BURNS LAKE (NEWS 1130) – Frustration levels are high in at least one community in northern B.C. hit by evacuation orders due to a large wildfire.
A number of people were so disappointed about a turn-of-events involving out-of-province firefighters and equipment, they staged a protest Saturday in Southside to voice their displeasure.
A huge wildfire has displaced many from that community, who were hoping an Alberta crew and their specialized trucks could be used in the firefight.
However, Skeena-Bulkley Valley M.P. Nathan Cullen says the equipment was deemed unsuitable mainly because of the terrain in that area.
“They would have used them if they could,” he tells NEWS 1130. “Apparently the folks that run that company said there’s too much of an incline and all these technical things that prevented those trucks from being able to be applied. So they’re very expensive to maintain and they had to leave town.”
Some people at first were confused and maybe even angry, he says, when the decision was made not to use the trucks. However, Cullen believes people, for the most part, have come to understand the reason.

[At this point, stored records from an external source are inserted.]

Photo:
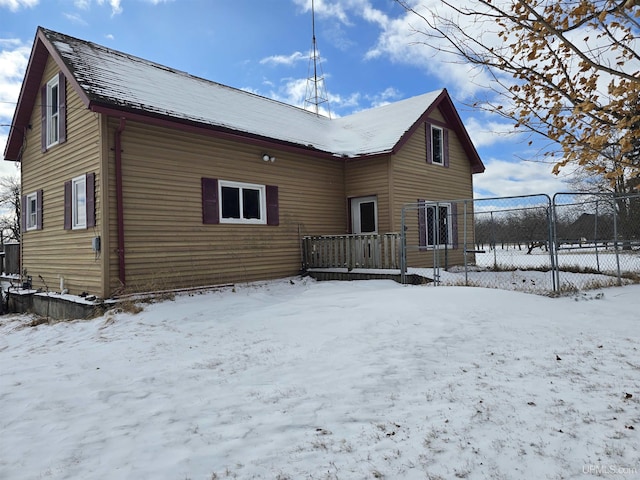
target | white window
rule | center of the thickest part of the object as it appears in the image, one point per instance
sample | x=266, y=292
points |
x=32, y=211
x=79, y=202
x=53, y=111
x=242, y=203
x=439, y=225
x=437, y=145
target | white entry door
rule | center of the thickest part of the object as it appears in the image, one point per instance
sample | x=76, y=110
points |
x=364, y=215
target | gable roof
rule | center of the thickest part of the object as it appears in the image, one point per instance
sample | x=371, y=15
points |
x=113, y=82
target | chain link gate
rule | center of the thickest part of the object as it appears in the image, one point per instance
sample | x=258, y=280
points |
x=484, y=242
x=529, y=243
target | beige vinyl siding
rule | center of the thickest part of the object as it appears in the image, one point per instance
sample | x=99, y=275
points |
x=368, y=177
x=414, y=179
x=52, y=252
x=166, y=244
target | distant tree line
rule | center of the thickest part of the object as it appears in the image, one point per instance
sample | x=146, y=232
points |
x=529, y=228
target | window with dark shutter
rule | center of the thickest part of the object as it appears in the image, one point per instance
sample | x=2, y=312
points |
x=273, y=209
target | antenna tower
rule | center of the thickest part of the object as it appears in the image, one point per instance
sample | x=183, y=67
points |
x=315, y=93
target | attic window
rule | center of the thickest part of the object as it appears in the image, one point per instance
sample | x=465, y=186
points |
x=54, y=106
x=53, y=111
x=437, y=143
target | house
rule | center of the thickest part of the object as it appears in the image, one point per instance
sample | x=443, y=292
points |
x=139, y=177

“I know the incident commander was out there for a few hours talking to people at the rally, trying to walk them through not just the equipment decision, but also all the other things that we’ve been talking about.”
He says he understands how homeowners are feeling.
“You want everything out there all the time, and the people who run the equipment, they want to be out there too. The nature of these fires, the nature of the land around here sometimes means that you can’t have everything out and you can’t use some equipment. I’m not an expert, this is what I’m getting from emergency services and from the company so… but these guys are doing everything they can, and there’s a lot of firefighters out there and we can always use more gear.”
There are currently more than 550 wildfires burning across the province. According to the B.C. Wildfire Service, an estimated 842,000 hectares have been scorched so far this year.
It’s not just the equipment being turned away that people around Burns Lake are frustrated, Cullen adds. Some people are still taking issue with the fact that they aren’t being allowed to return to their properties.
“Particularly some of the properties that are close up to the fire,” he says. “I think emergency services is working out more permitting — they’re permitting people across so they can get in for four or five hours, take some animals out, put some fire protection up on their homes. But it’s totally challenging.”
Cullen says it’s important to keep safety in mind, not just for those who want to venture back to their homes, but also the safety of emergency crews who might have to enter the fire zone to help save them.